I’ll need to impute some values in order to make our matrix less sparse. Going to use the median of each distribution as our imputing value. Each distribution
# Coercing the mean scaled score, ozone, & sulfur o2 columns to an integer
df$mean_scaled_score <- as.numeric(df$Mean.Scale.Score)
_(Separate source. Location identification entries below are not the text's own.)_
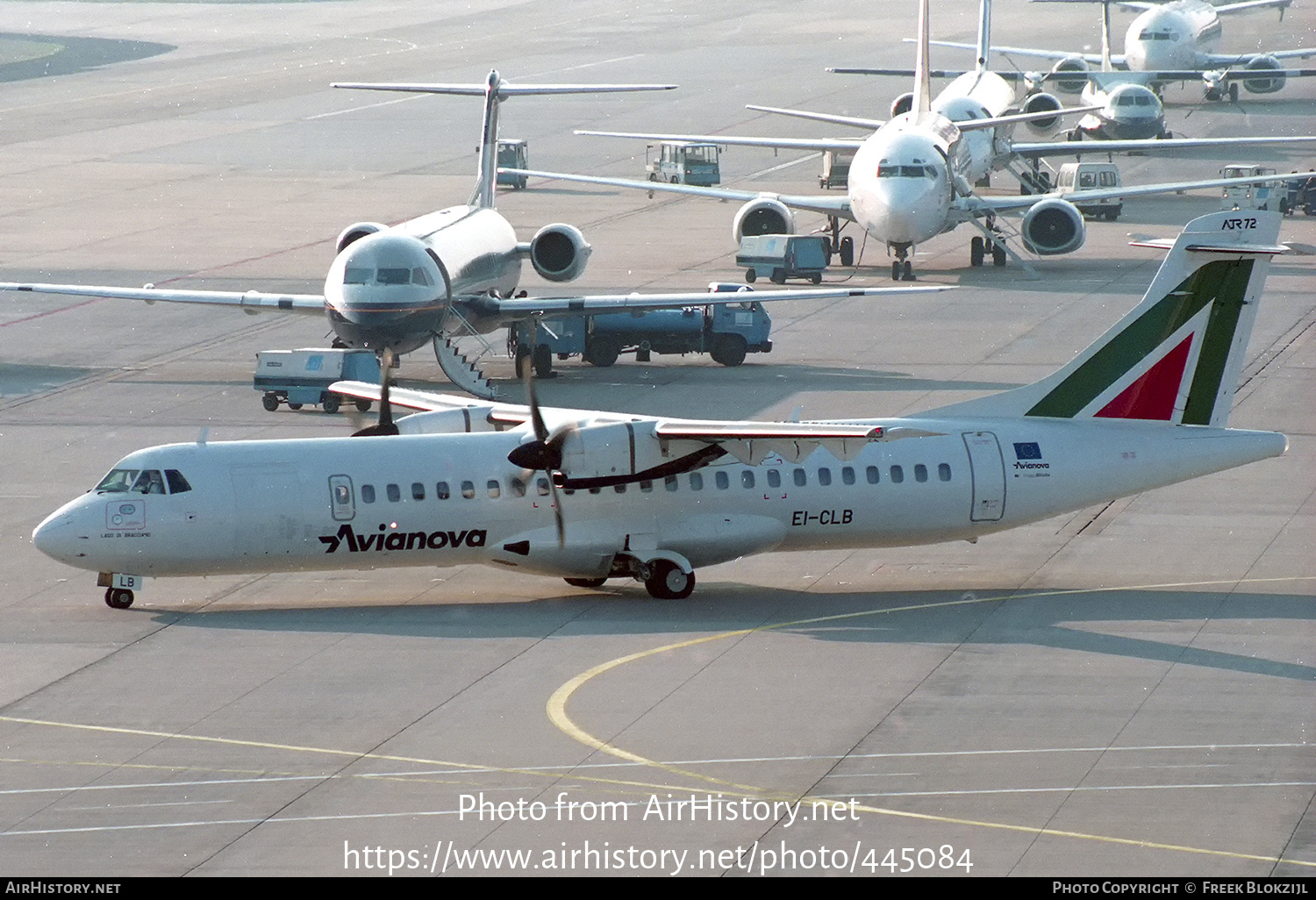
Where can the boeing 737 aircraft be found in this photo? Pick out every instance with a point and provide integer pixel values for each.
(1177, 42)
(912, 178)
(597, 495)
(447, 274)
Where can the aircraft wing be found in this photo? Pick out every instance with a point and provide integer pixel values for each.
(781, 144)
(252, 302)
(1007, 204)
(1147, 145)
(826, 205)
(871, 124)
(523, 308)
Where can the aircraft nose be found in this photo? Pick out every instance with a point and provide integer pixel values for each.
(60, 537)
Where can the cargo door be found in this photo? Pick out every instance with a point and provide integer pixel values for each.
(989, 474)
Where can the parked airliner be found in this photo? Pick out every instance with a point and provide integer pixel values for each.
(654, 499)
(1177, 42)
(441, 275)
(912, 178)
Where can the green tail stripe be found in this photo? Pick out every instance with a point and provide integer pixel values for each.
(1221, 283)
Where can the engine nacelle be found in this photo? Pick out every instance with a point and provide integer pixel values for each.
(560, 252)
(1263, 84)
(1052, 228)
(1044, 103)
(762, 216)
(1076, 65)
(354, 233)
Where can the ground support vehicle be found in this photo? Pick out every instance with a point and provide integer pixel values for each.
(303, 376)
(724, 331)
(1084, 176)
(783, 255)
(683, 162)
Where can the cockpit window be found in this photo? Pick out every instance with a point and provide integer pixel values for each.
(149, 481)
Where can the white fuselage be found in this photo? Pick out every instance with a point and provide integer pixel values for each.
(900, 189)
(1177, 36)
(394, 287)
(450, 499)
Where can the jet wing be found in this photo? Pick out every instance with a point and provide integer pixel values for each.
(826, 205)
(523, 308)
(252, 302)
(1147, 145)
(781, 144)
(1007, 204)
## Warning: NAs introduced by coercion
df$ozone <- as.numeric(df$ozone)
df$sulfur_o2 <- as.numeric(df$sulfur_o2)
# Imputing missing values using the mice packages
df <- df %>%
mutate(mean_scaled_score = ifelse(is.na(mean_scaled_score), median(mean_scaled_score, na.rm = TRUE), mean_scaled_score)) %>%
mutate(ozone = ifelse(is.na(ozone), median(ozone, na.rm = TRUE), ozone)) %>%
mutate(sulfur_o2 = ifelse(is.na(sulfur_o2), median(sulfur_o2, na.rm = TRUE), sulfur_o2))
Let’s check scores by borough. First we’ll make a bar chart.
# Creating bar plot of mean score by borough
df %>%
group_by(borough) %>%
summarise(mean_scaled_score = mean(mean_scaled_score)) %>%
ggplot(., aes(x = borough, y = mean_scaled_score)) + geom_bar(stat='identity')
Next, let’s create a choropleth (as we did above) showing the
mean_scaled_score as a fill value for each school
library(viridis)
## Loading required package: viridisLite
# Plot scores by school loc
cp <- ggplot() +
geom_polygon(data=nyc_neighborhoods_df, aes(x=long, y=lat, group=group)) +
geom_point(data=df, aes(x = lon, y=lat, colour=mean_scaled_score))
# Add color scale
cp + scale_color_viridis() #scale_color_gradient(low="blue", high="red")
Now that we have our values imputed properly, we can use the built-in
cor.test function to check
cor.test(x = df$ozone, y = df$mean_scaled_score)
##
## Pearson's product-moment correlation
##
## data: df$ozone and df$mean_scaled_score
## t = -3.132, df = 288364, p-value = 0.001737
## alternative hypothesis: true correlation is not equal to 0
## 95 percent confidence interval:
## -0.009481922 -0.002182447
## sample estimates:
## cor
## -0.005832262
cor.test(x = df$sulfur_o2, y = df$mean_scaled_score)
##
## Pearson's product-moment correlation
##
## data: df$sulfur_o2 and df$mean_scaled_score
## t = -12.323, df = 288364, p-value < 2.2e-16
## alternative hypothesis: true correlation is not equal to 0
## 95 percent confidence interval:
## -0.02659001 -0.01929413
## sample estimates:
## cor
## -0.02294238
We see slightly negative correlations for both variables with our
mean_scaled_score variable. This implies a weakly
negative/no relation between air quality measures (such as ozone and
sulfur dioxide presence) and academic performance.
Some further work on this topic I’d like to incorporate - More granular air quality data - Try using different environmental factors (pollution, etc.) as inputs to our hypothesis testing - Updated academic data (our dataset only ran from 2006 - 2012) - Using academic data besides test scores. Tests are not always indiicative of a student’s academic skill. Grade point average could give a good sense of longer-term effects of environmental impacts on students’ performances
Overall, I was unable to prove significant correlation with academic performance given the datasets used. There are a multitude of factors that can influence a student’s academic performance (family life, socioeconomic status, race, etc.) that make it difficult to ascribe causal variables to something as broad as academic performance. In addition, the publicly-available datasets I could find that were usable were not completely up-to-date.